PISTOIA. “Lavoro, educazione, inclusione,
mobilità sociale, riforme istituzionali: su questi temi, proprio in questo
tempo di crisi, i cattolici hanno molto da dire, anche in Toscana, perché
portatori di una prospettiva alta, valida, condivisa, fondata su una ben
precisa idea di comunità e di bene comune”. Così Adriano Fabris, ordinario di
Filosofia Morale all’Università di Pisa, introducendo la Settimana Sociale dei
cattolici toscani iniziata a Pistoia.
In una “cattedrale”
laica (un capannone dove generazioni di lavoratori hanno costruito treni)
Fabris è partito dai cinque punti sui quali, nel 2010 a Reggio Calabria, la
Chiesa italiana basò la sua ultima “Settimana Sociale” nazionale (la prossima
sarà a Torino in settembre): la centralità del lavoro (“la necessità di
intraprendere, senza timore del mercato anche se in forme tali da non fare del
mercato stesso un uso improprio”); l’urgenza della educazione (“un educare
inteso come compito, anzi come vocazione, messa in opera dalle famiglie, dalle
scuole, dalle associazioni”); la necessità di nuove forme di inclusione (“basate
su uno scambio giusto fra diritti e responsabilità”); la riattivazione della mobilità
sociale (“affinché possano essere sviluppate le energie migliori da parte di
nuovi soggetti”); il completamento della transizione istituzionale (“un processo che si sta prolungando
fin da troppo tempo”).
Sottolineato
l’elemento che unisce tali ambiti (“l’assunzione esplicita di una
responsabilità per il bene comune”), Fabris ha proseguito sulla mentalità oggi
comune (“Viviamo in un individualismo esasperato.
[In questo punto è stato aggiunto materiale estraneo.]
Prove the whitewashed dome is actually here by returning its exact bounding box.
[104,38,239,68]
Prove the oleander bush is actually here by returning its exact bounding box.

Di questi tempi, tanto più se
si comincia a star peggio, ognuno pensa per sé e, se eventualmente prende in
considerazione il suo rapporto con gli altri, vuole che essi restino sullo
sfondo: vuole che gli arrechino il minor disturbo possibile”). La stessa idea
di politica si è radicalmente trasformata: dalla concezione originaria (“interessarsi
della cosa pubblica”) a “un gioco in cui diverse parti si confrontano per avere
sopravvento l’una sull’altra sembrando che tutto sia lecito per conseguire tale
scopo”.
Esiste però una
forte voglia di “comunità”. Riferendosi in particolare ai giovani, Fabris ha
citato i social network e si è soffermato – ricordando il referendum 2011 sulla
privatizzazione dell’acqua – su un rinnovato interesse per le cose di tutti (“con
l’attenzione per i beni comuni che, appunto in quanto comuni, non possono
essere resi privati né debbono essere concepiti nell’ottica del guadagno che se
ne può trarre”). Ma ha anche ricordato “la variegata esperienza della Chiesa del grembiule in cui ogni giorno
e nel silenzio tante persone dedicano il loro tempo a chi ha davvero bisogno”.
L’apporto
odierno dei cattolici alla città sta dunque – per Fabris – proprio nell’invertire
la mentalità predominante, nel camminare controcorrente (“Se oggi è
predominante l’individuo visto come antecedente la comunità, la parte vista
prima del tutto, il bene del gruppo cercato prima di quello collettivo, la
prospettiva aperta dal cattolicesimo è proprio l’inverso: il cattolico sa
infatti che il suo essere si pone sempre e innanzitutto in un quadro di
relazioni interpersonali. Il cattolico è per altri: per il prossimo e per il
lontano; per l’altro uomo e per Dio”).
Sulle
conseguenze pratiche si svilupperanno, domani, i lavori dei gruppi. Fabris ha
indicato alcuni spunti: il lavoro “come espressione di umanità e non solo come
forma di businnes né come forma di
sfruttamento”; l’educazione “per superare ogni forma di individualismo
esasperato”; l’ accoglienza “nel contesto di diritti e doveri”; il rilancio
della mobilità sociale (“Non ci può essere ripresa se i nostri ragazzi non sono
messi in condizione di diventare protagonisti della costruzione di progetti
comuni. Un’Italia e una Toscana con il freno a mano non consentono ai tanti
talenti, che pure abbiamo, di potersi esprimere”). l’obbligo di restituire
dignità alla politica (“si tratta di completare la transizione ripensando i
modi della politica”). Occorre in definitiva – ha concluso – “un nuovo
umanesimo che nasce dalla consapevolezza del nostro essere legati gli uni agli
altri”. Anche nella Toscana, culla dell’umanesimo, si deve “cambiare rotta”.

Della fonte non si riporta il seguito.